We see in Jesus’ parable in Matt.13:16-23 that the seed is the ‘Word of the Kingdom’ (‘Word of God’ in Mark & Luke). But what is the soil? The OT prophets had already spoken of this, equating the soil to the hearer’s heart and soul (Jer.4:3,4; Hos.10:11,12). Again, beautiful parallels come into play as we look at the agricultural picture presented to us. Before ANY seed gets to be received by the soil, the early rains must fall to allow the ground to be prepared. Water is frequently a type of God’s Spirit (Jhn.4:9-15), …. and being such, we see that our hearts need to be prepped (convicted) by the Holy Spirit in order for our hearts to be broken up/ turned over (repentance). It is then, ….and only then, … when the seed (God’s Word) will find a fertile and deep place to take root and grow.

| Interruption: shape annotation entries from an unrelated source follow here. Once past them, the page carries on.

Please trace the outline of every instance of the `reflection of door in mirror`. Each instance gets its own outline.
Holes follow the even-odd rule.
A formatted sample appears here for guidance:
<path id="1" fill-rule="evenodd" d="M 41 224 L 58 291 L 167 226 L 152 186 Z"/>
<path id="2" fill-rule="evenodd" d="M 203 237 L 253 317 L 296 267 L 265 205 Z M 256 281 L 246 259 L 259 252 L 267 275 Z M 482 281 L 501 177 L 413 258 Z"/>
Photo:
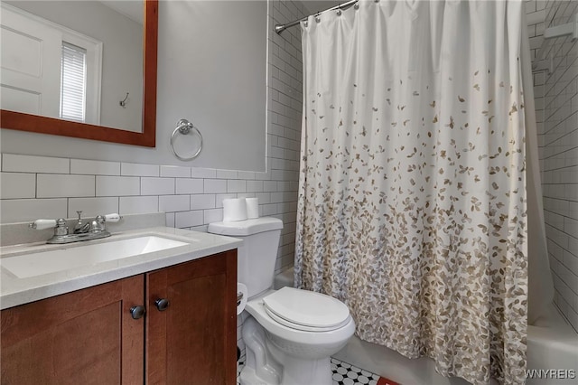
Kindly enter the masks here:
<path id="1" fill-rule="evenodd" d="M 115 2 L 3 2 L 1 108 L 141 132 L 143 8 L 123 3 L 135 16 Z"/>

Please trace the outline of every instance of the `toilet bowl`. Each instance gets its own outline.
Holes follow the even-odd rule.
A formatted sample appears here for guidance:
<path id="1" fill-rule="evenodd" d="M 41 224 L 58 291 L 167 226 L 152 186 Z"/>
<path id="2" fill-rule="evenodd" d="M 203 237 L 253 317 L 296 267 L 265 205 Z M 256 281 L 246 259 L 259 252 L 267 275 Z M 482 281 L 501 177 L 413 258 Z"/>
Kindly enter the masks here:
<path id="1" fill-rule="evenodd" d="M 294 301 L 284 302 L 289 297 Z M 308 310 L 315 304 L 312 315 Z M 248 301 L 246 311 L 250 316 L 242 330 L 247 362 L 241 384 L 332 383 L 330 356 L 355 332 L 344 304 L 319 293 L 283 287 Z"/>
<path id="2" fill-rule="evenodd" d="M 272 290 L 283 222 L 257 218 L 209 225 L 209 232 L 243 239 L 238 279 L 247 287 L 242 313 L 247 361 L 242 385 L 331 385 L 330 356 L 347 344 L 355 322 L 345 304 L 321 293 Z"/>

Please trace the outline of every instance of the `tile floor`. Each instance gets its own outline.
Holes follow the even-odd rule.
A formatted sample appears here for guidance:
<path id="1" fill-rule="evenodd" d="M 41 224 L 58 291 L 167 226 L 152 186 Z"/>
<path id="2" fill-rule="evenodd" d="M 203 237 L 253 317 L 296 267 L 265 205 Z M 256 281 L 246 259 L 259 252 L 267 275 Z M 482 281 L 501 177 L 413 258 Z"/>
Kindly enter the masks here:
<path id="1" fill-rule="evenodd" d="M 237 365 L 238 384 L 239 383 L 238 374 L 244 365 L 245 354 L 239 358 Z M 335 358 L 331 358 L 331 371 L 333 372 L 333 385 L 399 385 L 396 382 L 381 378 L 378 374 L 357 368 Z"/>

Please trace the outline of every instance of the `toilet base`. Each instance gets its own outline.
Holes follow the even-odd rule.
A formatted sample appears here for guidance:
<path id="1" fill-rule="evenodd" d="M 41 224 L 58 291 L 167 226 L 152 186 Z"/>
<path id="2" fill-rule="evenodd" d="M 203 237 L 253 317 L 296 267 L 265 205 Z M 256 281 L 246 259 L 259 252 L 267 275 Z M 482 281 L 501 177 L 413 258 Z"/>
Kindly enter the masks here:
<path id="1" fill-rule="evenodd" d="M 243 324 L 247 362 L 241 385 L 331 385 L 330 357 L 302 359 L 285 353 L 271 343 L 252 316 Z"/>

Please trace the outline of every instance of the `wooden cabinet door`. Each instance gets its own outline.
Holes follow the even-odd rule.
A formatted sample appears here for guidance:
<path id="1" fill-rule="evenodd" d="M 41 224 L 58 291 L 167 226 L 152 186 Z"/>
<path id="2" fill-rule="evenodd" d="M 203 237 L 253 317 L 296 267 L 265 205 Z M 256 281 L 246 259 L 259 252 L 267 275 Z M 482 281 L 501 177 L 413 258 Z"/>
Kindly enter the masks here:
<path id="1" fill-rule="evenodd" d="M 2 311 L 2 384 L 143 383 L 143 275 Z"/>
<path id="2" fill-rule="evenodd" d="M 236 249 L 146 275 L 147 383 L 236 383 Z"/>

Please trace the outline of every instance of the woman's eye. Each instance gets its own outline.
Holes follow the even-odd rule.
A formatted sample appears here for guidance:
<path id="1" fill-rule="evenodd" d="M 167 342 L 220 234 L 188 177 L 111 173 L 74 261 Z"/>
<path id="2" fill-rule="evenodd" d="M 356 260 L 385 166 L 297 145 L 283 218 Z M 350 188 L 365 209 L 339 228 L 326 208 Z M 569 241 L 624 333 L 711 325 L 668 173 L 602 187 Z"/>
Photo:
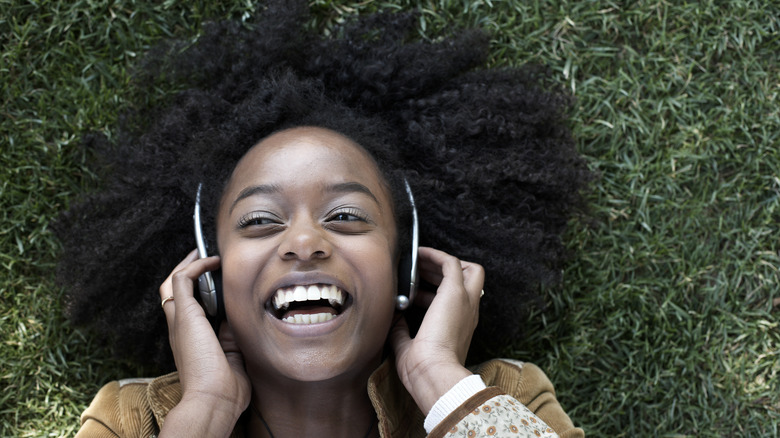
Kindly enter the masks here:
<path id="1" fill-rule="evenodd" d="M 364 221 L 363 218 L 355 216 L 354 214 L 349 213 L 336 213 L 335 215 L 331 216 L 331 221 L 343 221 L 343 222 L 352 222 L 352 221 Z"/>
<path id="2" fill-rule="evenodd" d="M 259 216 L 259 215 L 249 215 L 246 217 L 242 217 L 238 221 L 238 227 L 239 228 L 247 228 L 252 226 L 263 226 L 263 225 L 274 225 L 277 224 L 278 221 L 275 218 L 268 217 L 268 216 Z"/>

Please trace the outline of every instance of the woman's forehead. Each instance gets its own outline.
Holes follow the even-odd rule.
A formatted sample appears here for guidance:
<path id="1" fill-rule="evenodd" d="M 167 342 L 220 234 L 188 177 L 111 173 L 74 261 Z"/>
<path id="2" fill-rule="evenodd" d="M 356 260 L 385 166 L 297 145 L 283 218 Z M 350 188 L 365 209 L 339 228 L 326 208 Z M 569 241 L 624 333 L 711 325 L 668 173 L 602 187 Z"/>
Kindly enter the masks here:
<path id="1" fill-rule="evenodd" d="M 297 127 L 272 134 L 238 162 L 227 184 L 231 196 L 248 185 L 357 182 L 388 192 L 369 153 L 348 137 L 319 127 Z"/>

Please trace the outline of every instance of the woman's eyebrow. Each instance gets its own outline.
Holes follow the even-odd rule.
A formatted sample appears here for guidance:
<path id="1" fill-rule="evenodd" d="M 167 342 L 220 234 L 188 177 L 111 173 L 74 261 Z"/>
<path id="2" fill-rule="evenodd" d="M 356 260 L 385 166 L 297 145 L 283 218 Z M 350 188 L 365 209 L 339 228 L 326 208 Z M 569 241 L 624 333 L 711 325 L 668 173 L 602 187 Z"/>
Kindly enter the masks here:
<path id="1" fill-rule="evenodd" d="M 338 184 L 330 184 L 325 187 L 326 192 L 330 193 L 364 193 L 368 195 L 371 199 L 374 200 L 374 202 L 379 205 L 379 199 L 374 196 L 373 193 L 371 193 L 371 190 L 368 189 L 368 187 L 364 186 L 363 184 L 360 184 L 358 182 L 345 182 L 345 183 L 338 183 Z"/>
<path id="2" fill-rule="evenodd" d="M 241 190 L 241 193 L 238 194 L 236 199 L 233 201 L 233 203 L 230 205 L 230 210 L 228 214 L 233 213 L 233 209 L 236 207 L 236 204 L 238 204 L 239 201 L 242 199 L 248 198 L 250 196 L 254 196 L 257 194 L 262 195 L 270 195 L 273 193 L 280 193 L 282 190 L 277 185 L 270 185 L 270 184 L 261 184 L 257 186 L 249 186 L 246 187 L 244 190 Z M 345 182 L 345 183 L 338 183 L 338 184 L 330 184 L 325 186 L 325 192 L 329 193 L 363 193 L 365 195 L 368 195 L 371 199 L 376 202 L 377 205 L 379 204 L 379 200 L 376 196 L 374 196 L 373 193 L 371 193 L 371 190 L 369 190 L 368 187 L 364 186 L 363 184 L 360 184 L 358 182 Z"/>
<path id="3" fill-rule="evenodd" d="M 228 214 L 233 213 L 233 208 L 235 208 L 236 204 L 238 204 L 238 201 L 244 198 L 248 198 L 250 196 L 254 196 L 257 194 L 269 195 L 271 193 L 279 193 L 279 192 L 281 192 L 281 189 L 279 188 L 279 186 L 276 185 L 262 184 L 259 186 L 249 186 L 244 190 L 241 190 L 241 193 L 238 194 L 236 199 L 233 201 L 233 204 L 230 205 L 230 210 L 228 211 Z"/>

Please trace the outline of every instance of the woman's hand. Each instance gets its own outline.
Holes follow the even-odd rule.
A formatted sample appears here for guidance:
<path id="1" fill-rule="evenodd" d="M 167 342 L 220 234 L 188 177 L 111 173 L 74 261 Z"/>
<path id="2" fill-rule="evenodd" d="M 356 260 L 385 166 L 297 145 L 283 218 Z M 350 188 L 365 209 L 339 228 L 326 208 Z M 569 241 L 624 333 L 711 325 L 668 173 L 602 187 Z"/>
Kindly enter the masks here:
<path id="1" fill-rule="evenodd" d="M 219 268 L 219 257 L 192 251 L 160 286 L 168 337 L 179 371 L 182 400 L 166 416 L 160 436 L 228 436 L 249 405 L 251 383 L 233 332 L 223 322 L 219 339 L 193 296 L 194 283 Z"/>
<path id="2" fill-rule="evenodd" d="M 471 375 L 464 363 L 479 319 L 485 271 L 433 248 L 421 247 L 418 255 L 420 276 L 438 289 L 418 291 L 415 304 L 428 310 L 414 339 L 401 317 L 390 341 L 401 382 L 427 415 L 436 400 Z"/>

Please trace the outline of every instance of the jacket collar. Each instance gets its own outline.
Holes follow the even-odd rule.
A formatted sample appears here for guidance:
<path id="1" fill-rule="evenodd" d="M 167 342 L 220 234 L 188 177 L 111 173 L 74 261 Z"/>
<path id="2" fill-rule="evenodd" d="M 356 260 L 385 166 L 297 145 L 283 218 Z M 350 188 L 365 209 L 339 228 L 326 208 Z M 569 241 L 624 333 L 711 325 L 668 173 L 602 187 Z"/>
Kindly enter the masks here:
<path id="1" fill-rule="evenodd" d="M 368 379 L 367 389 L 379 419 L 382 437 L 425 436 L 422 428 L 425 416 L 401 384 L 392 359 L 386 359 L 374 370 Z M 173 372 L 152 380 L 146 395 L 155 420 L 162 427 L 168 412 L 181 401 L 179 373 Z M 240 429 L 236 428 L 232 436 L 241 436 Z"/>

Let’s now take our attention over to Mark 4:30-32. I think it is here that our focus on agriculture and the harvest feasts cross paths with the Advent season celebrated by the church. We notice that God’s Kingdom is likened to a single small seed that, once planted, grows into a huge garden herb with branches that can support birds. We then ask the question; What does that ‘tiny seed’ represent? The Apostle John gives us an overview of Jesus at the beginning of his Gospel (John 1:1-14), which concludes with this proclamation: “… And the Word [Christ] became flesh (human, incarnate) and tabernacled – fixed His tent of flesh, lived awhile – among us; …”(AMP). I believe that tiny Seed was a little baby lying in a feed trough; announced by angels and worshipped by shepherds. <Now, brother Tracy, aren’t you stretching this analogy a bit much? I don’t think so, …. especially when our Lord states the same about Himself (John 12:23-26; AMP is great!). “… Unless a grain of wheat falls into the earth and dies, it remains [just one grain; never becomes more but lives] by itself alone. But if it dies, it produces many others and yields a rich harvest.” (V.24). There is no other way to interpret what Jesus said. He clearly was stating that He must die in order for others like Him to be produced (ie followers of Jesus/ Christians). The Seed must die. There are even further implications regarding us, …. because if we are grains/kernels as He is, we too must ‘die’ (to ourselves) in order to bear fruit. That is probably the underlying meaning of v.25.
As we look into God’s glorious workings, … from creation (Gen.1:9-13) to the prophesied final days yet to come (Rev.14:14-16), … the picture of a growing season, …. sowing to reaping, … is portrayed throughout the hallowed pages of Holy Writ. I believe we will find profound and shocking truths as we glean through God’s Word, … tying the Advent/ Coming of the Messiah to the mandated appointed harvest feasts that appear in Leviticus. As we stated at the very beginning of our studies in Leviticus, …Jesus is present/ symbolized everywhere in its pages. May His Spirit enlighten us to new truths as we prepare for Christmas.